James W. Higgins Jr., 22, of Thurmont, was born on June 2, 1984, in Olney, Montgomery County, to parents James Willard Higgins, Sr. and Deborah Sue Higgins.
Higgins graduated from Catoctin High School in 2003. According to the June 1, 2013, edition of The Frederick News-Post, he played football for four years in high school and played football and baseball with the Catoctin Youth Association.
According to Higgins’ obituary, he was named most improved football player over those years, and he received the Catoctin High School Football Team Bronze Club Award in 2001 and the Dr. Henry Leonard McCorkle Award during the 2001-02 and 2002-03 seasons.
In an article published in the November 1, 2006 edition of The Cumberland News-Times, the newspaper reported that Higgins also enjoyed his PlayStation games, was an avid Frank Sinatra fan, and had also attended classes at the community college (the name of the college was not specified).
The Frederick News-Post further noted that Higgins “was active in the Civil Air Patrol when he was younger, and won a few awards from the group,” and in 2002, he had received a certificate of First Solo Flight and had completed the Private Flight Program, as well.
According to an obituary published in the August 2, 2006, edition of the Lancaster New Era, Higgins had joined the Marine Corps in April 2005, and trained at Camp Pendleton, California, where he had been qualified as a machine gunner and a rifle sharpshooter.
Also at Camp Pendleton, he had been assigned to the Weapons Company, 1st Battalion, 1st Marine Expeditionary Force, and had achieved the rank of lance corporal. The Weapons Company provides fire support and close-combat capabilities, using heavier weapons systems.
Higgins was subsequently deployed to Iraq in January of 2006, in conjunction with Operation Iraqi Freedom, an operation launched by the United States Armed Forces, along with its allies, in the attempt to locate weapons of mass destruction, and to end Iraqi dictator Saddam Hussein’s regime.
On July 27, 2006, Higgins, at the age of 22, was fatally shot in the chest while engaged in battle with the enemy in the Al Anbar Province in Iraq.
The bullet had “clipped the right atrium of his heart in two places,” according to an article published in the November 1, 2006, edition of The Cumberland News-Times, which attributed to another news agency as having been the source of the information.
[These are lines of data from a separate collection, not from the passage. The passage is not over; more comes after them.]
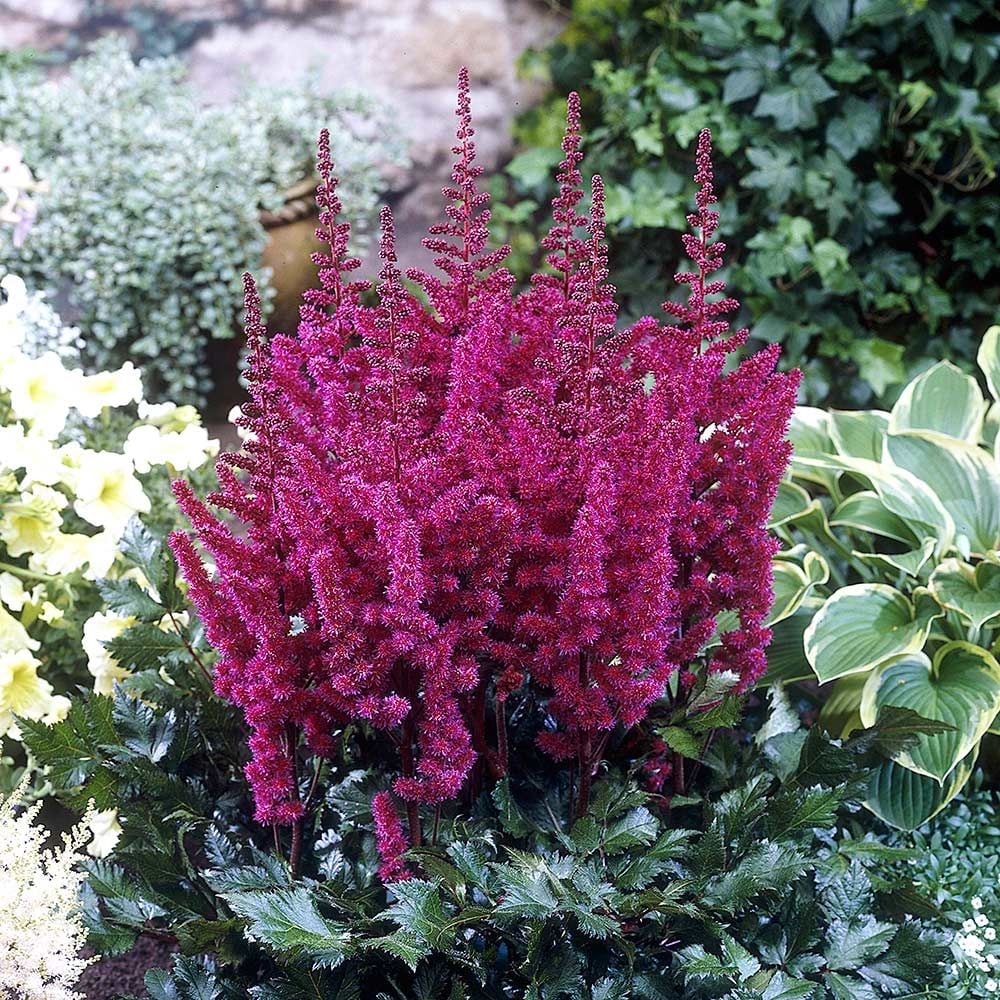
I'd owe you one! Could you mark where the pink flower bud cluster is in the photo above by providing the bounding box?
[172,71,797,832]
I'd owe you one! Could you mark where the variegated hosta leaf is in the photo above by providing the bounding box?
[928,559,1000,629]
[854,538,936,578]
[865,750,977,830]
[768,552,830,625]
[976,326,1000,402]
[819,671,871,740]
[830,410,889,462]
[889,361,986,445]
[861,642,1000,784]
[759,597,823,687]
[803,583,944,684]
[886,431,1000,555]
[767,479,818,528]
[830,490,920,546]
[792,454,955,552]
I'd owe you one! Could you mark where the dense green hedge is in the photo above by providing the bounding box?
[508,0,1000,405]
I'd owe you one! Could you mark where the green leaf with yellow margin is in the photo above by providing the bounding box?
[803,583,944,684]
[928,559,1000,629]
[861,642,1000,785]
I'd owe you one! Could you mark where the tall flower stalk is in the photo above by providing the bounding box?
[173,71,798,864]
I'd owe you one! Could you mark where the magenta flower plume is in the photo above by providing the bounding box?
[372,792,413,885]
[172,76,797,836]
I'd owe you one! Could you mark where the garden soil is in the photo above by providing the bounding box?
[77,937,176,1000]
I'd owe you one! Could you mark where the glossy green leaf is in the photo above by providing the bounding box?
[865,751,976,830]
[861,642,1000,784]
[928,559,1000,629]
[803,583,944,684]
[889,361,986,445]
[886,431,1000,555]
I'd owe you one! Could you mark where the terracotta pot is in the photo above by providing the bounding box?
[206,177,320,426]
[260,177,320,333]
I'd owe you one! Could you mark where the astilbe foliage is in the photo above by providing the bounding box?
[172,71,797,852]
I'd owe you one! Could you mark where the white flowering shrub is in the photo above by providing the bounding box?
[0,37,402,404]
[0,783,92,1000]
[0,275,218,756]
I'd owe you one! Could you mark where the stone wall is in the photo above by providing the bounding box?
[0,0,560,263]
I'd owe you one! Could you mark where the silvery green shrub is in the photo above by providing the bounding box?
[0,38,401,402]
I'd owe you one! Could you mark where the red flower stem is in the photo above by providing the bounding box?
[496,699,510,777]
[399,717,423,847]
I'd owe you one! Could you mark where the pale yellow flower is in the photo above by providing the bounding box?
[0,649,52,719]
[28,531,91,576]
[0,573,31,611]
[73,451,150,537]
[87,809,122,858]
[75,361,142,417]
[82,611,136,694]
[0,353,79,438]
[0,483,66,556]
[0,604,38,655]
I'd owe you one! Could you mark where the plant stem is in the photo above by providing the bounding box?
[0,562,57,583]
[575,653,594,819]
[285,722,302,875]
[496,699,509,777]
[399,717,423,847]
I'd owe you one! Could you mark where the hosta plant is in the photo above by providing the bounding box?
[24,533,948,1000]
[771,327,1000,828]
[0,275,217,784]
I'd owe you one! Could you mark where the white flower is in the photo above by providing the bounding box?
[124,424,219,472]
[87,809,122,858]
[955,932,986,959]
[0,573,31,611]
[0,780,91,1000]
[75,361,142,417]
[82,611,136,694]
[139,402,201,431]
[73,451,150,537]
[0,352,79,439]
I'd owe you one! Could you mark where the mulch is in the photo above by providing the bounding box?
[77,937,177,1000]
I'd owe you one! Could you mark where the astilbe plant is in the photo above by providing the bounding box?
[172,72,797,868]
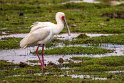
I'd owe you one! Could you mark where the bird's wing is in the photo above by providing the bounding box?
[20,28,50,48]
[30,22,55,32]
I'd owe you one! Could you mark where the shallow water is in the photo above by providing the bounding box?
[60,74,107,80]
[0,44,124,64]
[0,33,124,64]
[0,33,113,40]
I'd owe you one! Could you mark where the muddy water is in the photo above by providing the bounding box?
[0,33,124,64]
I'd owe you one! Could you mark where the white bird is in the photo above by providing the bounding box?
[20,12,70,70]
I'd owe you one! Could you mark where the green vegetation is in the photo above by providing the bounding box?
[0,56,124,83]
[45,47,113,55]
[0,0,124,33]
[70,34,124,45]
[0,37,21,49]
[63,56,124,77]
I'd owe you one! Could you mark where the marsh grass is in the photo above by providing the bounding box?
[39,47,113,55]
[65,56,124,72]
[0,56,124,83]
[70,34,124,45]
[0,37,21,49]
[0,0,124,33]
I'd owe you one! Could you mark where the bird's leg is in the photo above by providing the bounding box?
[42,44,45,67]
[36,45,43,71]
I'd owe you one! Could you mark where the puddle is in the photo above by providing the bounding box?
[106,70,124,73]
[0,33,124,64]
[62,0,100,4]
[60,74,107,80]
[0,33,113,40]
[0,44,124,64]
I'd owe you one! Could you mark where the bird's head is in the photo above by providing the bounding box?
[56,12,71,36]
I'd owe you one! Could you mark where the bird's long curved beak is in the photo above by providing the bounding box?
[64,18,71,36]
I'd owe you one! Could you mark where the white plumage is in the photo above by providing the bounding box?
[20,12,70,48]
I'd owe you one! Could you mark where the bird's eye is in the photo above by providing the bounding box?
[61,16,65,20]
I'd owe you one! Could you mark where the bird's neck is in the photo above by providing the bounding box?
[53,19,64,35]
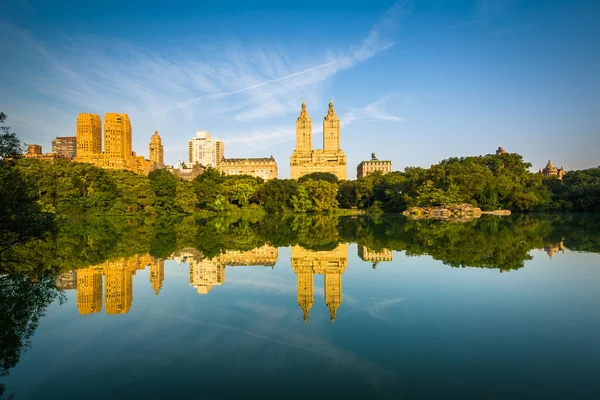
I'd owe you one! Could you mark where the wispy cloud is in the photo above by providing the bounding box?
[0,2,404,164]
[220,96,404,150]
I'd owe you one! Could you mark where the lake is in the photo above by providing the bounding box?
[0,215,600,400]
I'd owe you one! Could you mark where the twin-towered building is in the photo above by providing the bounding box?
[290,101,346,179]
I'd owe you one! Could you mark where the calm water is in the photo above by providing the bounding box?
[0,216,600,400]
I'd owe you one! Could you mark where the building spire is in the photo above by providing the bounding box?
[327,97,335,115]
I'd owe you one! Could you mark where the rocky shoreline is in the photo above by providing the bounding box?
[402,204,510,221]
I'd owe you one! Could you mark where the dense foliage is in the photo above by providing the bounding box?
[0,129,600,219]
[0,214,600,395]
[8,154,600,215]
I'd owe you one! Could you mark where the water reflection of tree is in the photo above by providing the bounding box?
[3,214,600,273]
[339,214,600,270]
[0,274,63,396]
Efforts made by military surgeons had unfortunately failed to save his life.
Sadly, he died “just a week before he was scheduled to leave Iraq and a month before he was scheduled to fly back to Baltimore,” according to The Frederick News-Post on June 1, 2013.
Higgins was buried on August 4, 2006, with full military honors at the Resthaven Memorial Gardens in Frederick, in the cemetery’s Veterans Garden of Heroes-II.
As a result of his war record and injury, Higgins ultimately received the National Defense Service Medal, the Iraq Campaign Medal, the Sea Service Deployment Medal, the Combat Action Medal, and the Purple Heart.
However, his death was far from being in vain. The Frederick News-Post reported in their July 12, 2007, edition that Higgins had asked his mother during the course of his last phone call home before his death, that “if he didn’t make it back from Iraq, he didn’t (want) 60 years to pass before his fellow servicemen were acknowledged,” apparently in reference to the decades that it took to establish the National World War II Memorial.
As a result of her son’s request, his mother, Deborah Higgins, launched an effort commencing during the first-half of 2007 to create a National Fallen Heroes Memorial to honor “those who’ve died in over 30 conflicts since 1975,” according to an article published in the January 2, 2008, edition of The Frederick News-Post.
Deborah Higgins passed away on December 25, 2019. Her National Fallen Heroes Memorial website is no longer accessible.